Символический обмен и смерть
Шрифт:
Где есть рационализация во имя какой бы то ни было инстанции, там есть и мистификация. Там, где сексуальное сублимируется и рационализируется в политическом, социальном, нравственном — но и там, где символическое цензурируется и сублимируется в господствующем сексуальном дискурсе.
РАССКАЗ ЧЖУАН-ЦЗЫ О МЯСНИКЕ
«Скажи, — спросил князь Вэн-хуэй, — как же ты достиг столь высокой степени искусства?»
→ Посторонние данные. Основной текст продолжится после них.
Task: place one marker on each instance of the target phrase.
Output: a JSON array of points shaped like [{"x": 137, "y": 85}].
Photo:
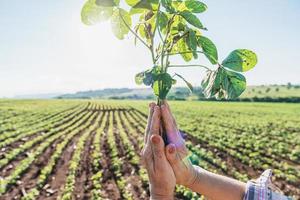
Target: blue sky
[{"x": 45, "y": 48}]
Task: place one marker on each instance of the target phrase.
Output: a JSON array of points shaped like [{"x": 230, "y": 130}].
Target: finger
[
  {"x": 171, "y": 153},
  {"x": 151, "y": 109},
  {"x": 158, "y": 150},
  {"x": 169, "y": 110},
  {"x": 171, "y": 128},
  {"x": 155, "y": 122}
]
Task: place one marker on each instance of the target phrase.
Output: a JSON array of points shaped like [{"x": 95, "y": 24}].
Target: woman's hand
[
  {"x": 176, "y": 151},
  {"x": 161, "y": 175}
]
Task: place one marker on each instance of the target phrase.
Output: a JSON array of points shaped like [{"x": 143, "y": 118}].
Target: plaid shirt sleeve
[{"x": 261, "y": 189}]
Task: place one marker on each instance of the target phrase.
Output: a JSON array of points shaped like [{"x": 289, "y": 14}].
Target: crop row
[
  {"x": 48, "y": 169},
  {"x": 116, "y": 162},
  {"x": 47, "y": 141},
  {"x": 40, "y": 126},
  {"x": 27, "y": 145},
  {"x": 74, "y": 163}
]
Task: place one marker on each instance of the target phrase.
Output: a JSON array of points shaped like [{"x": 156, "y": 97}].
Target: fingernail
[
  {"x": 155, "y": 140},
  {"x": 172, "y": 149}
]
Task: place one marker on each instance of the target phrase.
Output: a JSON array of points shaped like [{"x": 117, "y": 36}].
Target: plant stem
[
  {"x": 165, "y": 40},
  {"x": 190, "y": 66},
  {"x": 152, "y": 37},
  {"x": 184, "y": 52}
]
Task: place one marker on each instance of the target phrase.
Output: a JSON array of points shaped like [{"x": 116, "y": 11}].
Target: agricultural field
[{"x": 89, "y": 149}]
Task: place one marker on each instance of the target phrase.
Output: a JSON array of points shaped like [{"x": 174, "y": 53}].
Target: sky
[{"x": 45, "y": 48}]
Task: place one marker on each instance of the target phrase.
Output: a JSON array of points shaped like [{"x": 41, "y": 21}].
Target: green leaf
[
  {"x": 190, "y": 86},
  {"x": 192, "y": 42},
  {"x": 162, "y": 21},
  {"x": 211, "y": 84},
  {"x": 119, "y": 28},
  {"x": 223, "y": 84},
  {"x": 192, "y": 19},
  {"x": 139, "y": 78},
  {"x": 240, "y": 60},
  {"x": 183, "y": 47},
  {"x": 132, "y": 2},
  {"x": 195, "y": 6},
  {"x": 91, "y": 13},
  {"x": 209, "y": 49},
  {"x": 167, "y": 4},
  {"x": 162, "y": 85},
  {"x": 145, "y": 77},
  {"x": 107, "y": 3}
]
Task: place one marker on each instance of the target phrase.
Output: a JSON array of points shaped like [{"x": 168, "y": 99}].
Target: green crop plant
[{"x": 168, "y": 28}]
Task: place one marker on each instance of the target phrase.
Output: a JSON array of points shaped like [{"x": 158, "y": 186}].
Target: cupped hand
[
  {"x": 161, "y": 175},
  {"x": 176, "y": 151}
]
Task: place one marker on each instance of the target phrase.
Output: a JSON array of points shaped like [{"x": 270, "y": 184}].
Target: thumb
[
  {"x": 171, "y": 153},
  {"x": 157, "y": 147}
]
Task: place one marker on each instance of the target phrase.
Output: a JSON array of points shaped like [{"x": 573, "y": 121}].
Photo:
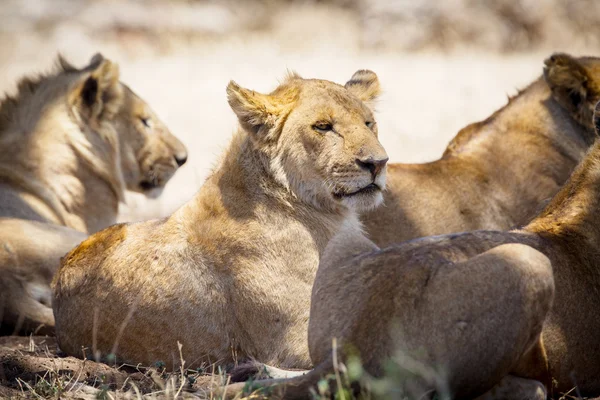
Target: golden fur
[
  {"x": 72, "y": 141},
  {"x": 498, "y": 173},
  {"x": 230, "y": 273},
  {"x": 475, "y": 302}
]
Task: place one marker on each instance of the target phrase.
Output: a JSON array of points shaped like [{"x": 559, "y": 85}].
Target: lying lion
[
  {"x": 229, "y": 275},
  {"x": 498, "y": 173},
  {"x": 473, "y": 303},
  {"x": 71, "y": 142}
]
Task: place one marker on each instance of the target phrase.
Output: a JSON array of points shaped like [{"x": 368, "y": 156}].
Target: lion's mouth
[
  {"x": 367, "y": 190},
  {"x": 148, "y": 185}
]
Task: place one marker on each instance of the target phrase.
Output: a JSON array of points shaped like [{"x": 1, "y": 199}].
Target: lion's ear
[
  {"x": 364, "y": 84},
  {"x": 568, "y": 80},
  {"x": 254, "y": 110},
  {"x": 99, "y": 94}
]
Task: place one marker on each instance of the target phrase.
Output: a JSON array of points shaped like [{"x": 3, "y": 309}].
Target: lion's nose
[
  {"x": 181, "y": 159},
  {"x": 372, "y": 165}
]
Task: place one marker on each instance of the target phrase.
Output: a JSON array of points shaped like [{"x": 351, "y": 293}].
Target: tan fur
[
  {"x": 498, "y": 173},
  {"x": 72, "y": 141},
  {"x": 478, "y": 315},
  {"x": 229, "y": 274}
]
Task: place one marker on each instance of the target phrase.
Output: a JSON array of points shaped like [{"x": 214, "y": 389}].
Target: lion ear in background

Мясник отложил свой нож и сказал: «Я люблю дао и таким образом совершенствуюсь в своем искусстве. Когда я начинал заниматься своим делом, я видел перед собой только бычью тушу. Три года спустя я уже больше не видел тушу. Теперь я постигаю все не столько глазами, сколько умом. Мои чувства больше не работают; работает только ум. Я знаю, как от природы сложен бык, и режу только по сочленениям и промежуткам. Я не разрубаю артерии, вены, мышцы и жилы, а уж тем более крупные кости! Хороший мясник изнашивает за год один нож, потому что режет только по мясу. Обычный мясник изнашивает по ножу каждый месяц, потому что нож у него затупляется о кости. Мне мой нож служит уже девятнадцать лет. Им разделаны тысячи бычьих туш, а лезвие его все еще кажется свежезаточенным. Просто в сочленениях костей есть промежутки, а лезвие ножа не имеет толщины. Тому, кто умеет погружать тончайшее лезвие в эти промежутки, легко работать ножом, ведь он режет по пустым местам. Потому-то я и пользуюсь своим ножом уже девятнадцать лет, а лезвие его до сих пор кажется свежезаточенным. Каждый раз, когда мне приходится разделывать сочленения костей, я отмечаю наиболее трудные места, задерживаю дыхание, пристально вглядываюсь и действую не спеша. Я тихонько провожу ножом, и сочленения разделяются с такой же легкостью, как если бы я складывал на землю куски глины. Тогда я вытаскиваю нож и распрямляюсь…»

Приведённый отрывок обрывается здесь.